Your statement isn't strictly correct; the spectrum of an OFDM signal isn't a rectangular pulse. Think about it this way: OFDM is really just a method to efficiently modulate multiple low-rate narrowband signals that are sent simultaneously. Therefore, the OFDM signal's spectrum is really just the sum of the spectra of each of its narrowband components.
For example, if your OFDM signal has 64 BPSK subcarriers, then its spectrum is equal to the spectra of 64 narrowband BPSK signals, spaced at the OFDM subcarrier spacing. If you were to estimate the OFDM signal's power spectrum with a wide enough resolution bandwidth, then the spectrum would appear to be rectangular. However, if you look closely enough at the signal's spectrum, you'll notice that it isn't flat.
Here is an example MATLAB script that demonstrates the phenomenon:
% generate random BPSK symbol vector; this is equal to the "low-resolution"

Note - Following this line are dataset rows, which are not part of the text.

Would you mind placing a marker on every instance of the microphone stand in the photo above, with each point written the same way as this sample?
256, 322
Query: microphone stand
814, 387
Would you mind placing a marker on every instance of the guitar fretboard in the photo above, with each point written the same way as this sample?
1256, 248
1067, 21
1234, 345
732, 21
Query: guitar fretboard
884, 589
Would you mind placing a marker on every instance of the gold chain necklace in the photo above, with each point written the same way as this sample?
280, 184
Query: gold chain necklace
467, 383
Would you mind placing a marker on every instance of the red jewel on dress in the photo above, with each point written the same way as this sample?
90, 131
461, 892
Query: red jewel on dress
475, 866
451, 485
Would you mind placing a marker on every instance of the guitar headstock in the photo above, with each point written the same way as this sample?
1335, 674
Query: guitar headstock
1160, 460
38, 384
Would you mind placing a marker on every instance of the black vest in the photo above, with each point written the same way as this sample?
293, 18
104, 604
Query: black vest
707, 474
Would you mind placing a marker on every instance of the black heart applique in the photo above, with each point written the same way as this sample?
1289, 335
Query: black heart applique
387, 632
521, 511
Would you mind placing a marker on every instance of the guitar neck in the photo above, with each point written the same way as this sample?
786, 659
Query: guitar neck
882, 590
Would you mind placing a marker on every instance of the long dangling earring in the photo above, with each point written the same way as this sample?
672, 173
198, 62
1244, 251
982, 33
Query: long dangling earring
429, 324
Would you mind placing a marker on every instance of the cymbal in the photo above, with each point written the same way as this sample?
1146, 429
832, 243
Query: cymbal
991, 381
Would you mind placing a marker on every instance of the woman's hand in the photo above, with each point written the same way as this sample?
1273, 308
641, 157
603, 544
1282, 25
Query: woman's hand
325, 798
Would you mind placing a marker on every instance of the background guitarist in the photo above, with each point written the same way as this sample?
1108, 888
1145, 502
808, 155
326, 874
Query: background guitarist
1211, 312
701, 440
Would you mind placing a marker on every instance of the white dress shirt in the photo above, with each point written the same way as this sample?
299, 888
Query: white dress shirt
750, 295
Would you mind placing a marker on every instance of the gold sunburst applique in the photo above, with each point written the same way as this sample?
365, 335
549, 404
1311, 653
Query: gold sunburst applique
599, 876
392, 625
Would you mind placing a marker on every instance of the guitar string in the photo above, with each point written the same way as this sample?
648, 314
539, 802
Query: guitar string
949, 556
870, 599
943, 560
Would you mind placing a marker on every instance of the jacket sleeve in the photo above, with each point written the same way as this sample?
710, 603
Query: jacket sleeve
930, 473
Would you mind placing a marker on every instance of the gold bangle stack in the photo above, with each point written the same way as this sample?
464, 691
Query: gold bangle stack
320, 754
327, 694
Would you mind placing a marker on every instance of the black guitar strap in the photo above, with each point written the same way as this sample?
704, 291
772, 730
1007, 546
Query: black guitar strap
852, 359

% spectrum, calculated with bin spacing synchronized with the OFDM
% subcarrier grid
X = 1 - 2 * (randn(64,1) > 0.5);
f = -0.5 + (0:length(X)-1) / 64;
% create time-domain OFDM symbol using the IFFT
x = ifft(X);
% calculate interpolated spectrum to see what it looks like between OFDM
% subcarrier centers
Sh = fftshift(fft(x,4096));
fh = -0.5 + (0:length(Sh)-1) / 4096;
figure;
plot(f,abs(X)); hold all; grid on;
plot(fh,abs(Sh));
legend('Regular', 'Interpolated');

As the modulated OFDM signal doesn't have a perfectly rectangular spectrum as you guessed, it does not necessarily have a sinc-like shape in the time domain either.